Important differences:

  • Snake_case naming, consistent with the rest of bic.distance.
  • points may be int64, uint64, int32, or uint32; the returned array has shape (K, ndim) and preserves the input points dtype (nifty always returned uint64). Output rows are the retained points in ascending input-index order.
  • distance_map is coerced to C-contiguous float32 if needed. The per-point radius is dynamic (the distance value at each point), matching nifty; there is no fixed-radius mode.
  • The algorithm is otherwise identical to nifty, including its float arithmetic, so results match element-for-element. It uses an O(N²) pairwise distance matrix; threshold the distance map first to keep the candidate count modest.

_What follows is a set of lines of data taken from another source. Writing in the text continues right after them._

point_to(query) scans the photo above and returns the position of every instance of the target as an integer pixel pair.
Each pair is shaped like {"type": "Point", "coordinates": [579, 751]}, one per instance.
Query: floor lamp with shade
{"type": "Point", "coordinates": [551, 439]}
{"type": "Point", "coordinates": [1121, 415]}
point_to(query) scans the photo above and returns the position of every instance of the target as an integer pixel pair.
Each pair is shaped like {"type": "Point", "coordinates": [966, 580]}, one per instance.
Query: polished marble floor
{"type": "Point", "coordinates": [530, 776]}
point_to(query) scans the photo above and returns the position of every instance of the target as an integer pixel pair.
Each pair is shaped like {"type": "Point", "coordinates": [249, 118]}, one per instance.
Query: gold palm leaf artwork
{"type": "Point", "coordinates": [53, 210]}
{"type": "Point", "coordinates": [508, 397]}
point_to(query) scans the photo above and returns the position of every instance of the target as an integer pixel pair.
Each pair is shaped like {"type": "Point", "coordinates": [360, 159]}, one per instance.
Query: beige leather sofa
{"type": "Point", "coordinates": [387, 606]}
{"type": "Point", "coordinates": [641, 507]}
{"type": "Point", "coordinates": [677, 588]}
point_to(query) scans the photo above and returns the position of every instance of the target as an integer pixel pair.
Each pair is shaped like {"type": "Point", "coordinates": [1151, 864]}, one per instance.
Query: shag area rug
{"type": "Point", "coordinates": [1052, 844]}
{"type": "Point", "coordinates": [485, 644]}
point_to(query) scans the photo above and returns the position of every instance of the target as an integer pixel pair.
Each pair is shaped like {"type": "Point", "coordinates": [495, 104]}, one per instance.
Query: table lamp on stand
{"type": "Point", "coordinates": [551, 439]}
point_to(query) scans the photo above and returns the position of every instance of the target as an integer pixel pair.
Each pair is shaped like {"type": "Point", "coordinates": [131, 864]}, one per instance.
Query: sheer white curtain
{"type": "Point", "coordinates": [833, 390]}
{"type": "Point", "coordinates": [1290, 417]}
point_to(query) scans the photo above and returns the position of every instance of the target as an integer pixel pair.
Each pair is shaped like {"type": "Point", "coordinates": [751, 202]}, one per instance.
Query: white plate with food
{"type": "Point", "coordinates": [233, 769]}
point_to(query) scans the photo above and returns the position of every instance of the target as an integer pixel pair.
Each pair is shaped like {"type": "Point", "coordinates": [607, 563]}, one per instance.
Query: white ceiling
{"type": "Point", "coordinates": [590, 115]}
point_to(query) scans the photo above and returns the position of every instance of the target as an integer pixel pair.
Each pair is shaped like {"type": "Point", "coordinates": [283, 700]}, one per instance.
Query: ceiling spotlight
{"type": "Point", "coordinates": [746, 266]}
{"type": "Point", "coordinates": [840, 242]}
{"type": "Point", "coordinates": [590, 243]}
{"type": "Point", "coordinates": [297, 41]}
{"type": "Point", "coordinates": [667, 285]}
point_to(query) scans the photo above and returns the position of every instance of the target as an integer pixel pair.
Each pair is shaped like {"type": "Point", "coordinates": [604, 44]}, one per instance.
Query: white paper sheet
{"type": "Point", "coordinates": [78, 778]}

I/O and Build Dependencies

bioimage-cpp intentionally does not replace nifty or affogato I/O helpers. Load TIFF, HDF5, zarr, N5, OME-NGFF, and related formats with existing Python libraries, then pass NumPy arrays to bioimage-cpp.

The package is designed for small PyPI wheels and does not depend on nifty, vigra, HDF5, z5, xtensor, pybind11, or other large C++ libraries.